D 2.0 - dalegates to function
Frits van Bommel
fvbommel at REMwOVExCAPSs.nl
Thu Mar 1 03:43:18 PST 2007
sergk wrote:
> Perhaps it's time to to bump an old request postponed to 2.0 times =)
>
> So, how about to add some thunking magic - how complex/complicated to implement it?
(I'll be assuming an x86 for this post, and DMD. x86 because that's the
assembler language I know (as well as the only architecture DMD runs
on), and DMD because that's the calling convention documented at
http://www.digitalmars.com/d/abi.html. Portability concerns are noted at
the end)
Did you mean converting delegates to function pointers (without an
explicit this pointer) or creating delegates to functions?
I think both can be implemented efficiently[1], perhaps even in library
space.

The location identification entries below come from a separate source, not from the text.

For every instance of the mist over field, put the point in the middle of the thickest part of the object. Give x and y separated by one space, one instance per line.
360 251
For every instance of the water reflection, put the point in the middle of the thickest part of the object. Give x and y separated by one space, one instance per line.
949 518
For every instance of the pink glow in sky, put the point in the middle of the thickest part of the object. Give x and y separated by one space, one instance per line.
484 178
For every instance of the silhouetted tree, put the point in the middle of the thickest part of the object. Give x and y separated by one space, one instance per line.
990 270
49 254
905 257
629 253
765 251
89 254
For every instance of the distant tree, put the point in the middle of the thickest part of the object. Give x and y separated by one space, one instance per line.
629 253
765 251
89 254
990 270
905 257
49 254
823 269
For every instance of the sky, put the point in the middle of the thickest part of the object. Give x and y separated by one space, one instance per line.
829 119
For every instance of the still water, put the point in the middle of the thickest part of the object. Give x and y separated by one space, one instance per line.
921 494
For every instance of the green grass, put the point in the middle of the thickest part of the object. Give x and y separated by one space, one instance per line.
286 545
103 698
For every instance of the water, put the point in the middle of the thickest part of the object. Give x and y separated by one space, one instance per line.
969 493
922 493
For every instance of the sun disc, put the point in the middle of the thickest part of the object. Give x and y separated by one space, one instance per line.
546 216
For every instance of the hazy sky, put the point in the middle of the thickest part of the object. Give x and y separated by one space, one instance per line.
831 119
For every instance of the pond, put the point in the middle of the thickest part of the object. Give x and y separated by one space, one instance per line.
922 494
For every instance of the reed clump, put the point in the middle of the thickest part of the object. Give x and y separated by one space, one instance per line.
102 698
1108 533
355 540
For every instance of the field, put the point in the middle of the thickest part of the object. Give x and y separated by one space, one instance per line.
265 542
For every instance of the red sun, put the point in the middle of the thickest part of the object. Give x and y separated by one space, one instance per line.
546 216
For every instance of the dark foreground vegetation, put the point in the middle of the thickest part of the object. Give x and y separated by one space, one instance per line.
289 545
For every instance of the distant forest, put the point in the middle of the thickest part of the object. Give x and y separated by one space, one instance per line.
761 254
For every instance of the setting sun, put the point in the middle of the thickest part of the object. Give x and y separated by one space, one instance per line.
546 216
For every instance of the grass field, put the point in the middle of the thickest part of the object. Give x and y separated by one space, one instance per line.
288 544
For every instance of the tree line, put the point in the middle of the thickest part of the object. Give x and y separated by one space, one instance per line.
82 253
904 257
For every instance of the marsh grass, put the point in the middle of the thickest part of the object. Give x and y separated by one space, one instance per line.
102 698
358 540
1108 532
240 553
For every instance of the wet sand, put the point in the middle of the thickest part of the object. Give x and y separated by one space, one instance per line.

AFAIK it can't be done in an entirely generic fashion in the
current though.
The big problem currently is detection of out/inout parameters, and
specifically whether the last parameter is one.
[1]: Meaning: without re-pushing parameters.
Pseudo-code for creating a delegate that calls a regular function:
===
dg.ptr = &func;
static if (Parameters.length > 0 && "last parameter fits in EAX but is
not 3 bytes large") {
dg.funcptr = RetType function(Parameters) {
asm {
naked;
pop ECX; // return address
mov EDX, EAX; // move function pointer out of the way
pop EAX; // last parameter must be in EAX
push ECX; // restore return address
jmp [EDX]; // jump directly to function entry point
}
}
} else {
dg.funcptr = RetType function(Parameters) {
asm {
naked;
jmp [EAX];
}
}
}
===
We need to know whether the last parameter is out/inout to implement the
static if(); if it wouldn't normally be passed in EAX but is out or
inout it's still in there.
This is a reduced variant of the "perfect forwarding" problem (which
requires that knowledge for all parameters). IIRC Andrei made some posts
about how they're going to try to fix that one. Once that's done the
above should be feasible.
Converting delegates to function pointers:
This could be done by heap-allocating a stub that loads EAX with the
correct value and then performs the right jump. This would have to be
done such that both of those values (the EAX parameter and the function
address) are correctly aligned in the code (so the gc can see them); nop
instructions may be needed here.
The heap-allocated code could look something like this (pseudo-asm):
===
asm {
naked;
static if(last param is in EAX) {
pop ECX; // pop return address
push EAX; // push last parameter on stack
push ECX; // restore return address
}
// some NOPs for alignment perhaps
mov EAX, dword 0x........
// some more NOPs?
jmp 0x........
}
===
Where the "0x........" parts are filled at runtime.
Notes and warnings:
* First of all, above code is completely untested and written directly
to this mail window. Use at own risk ;).
* This code assumes both the delegate and the function pointer have the
same calling convention, and that it's the one used by DMD on x86.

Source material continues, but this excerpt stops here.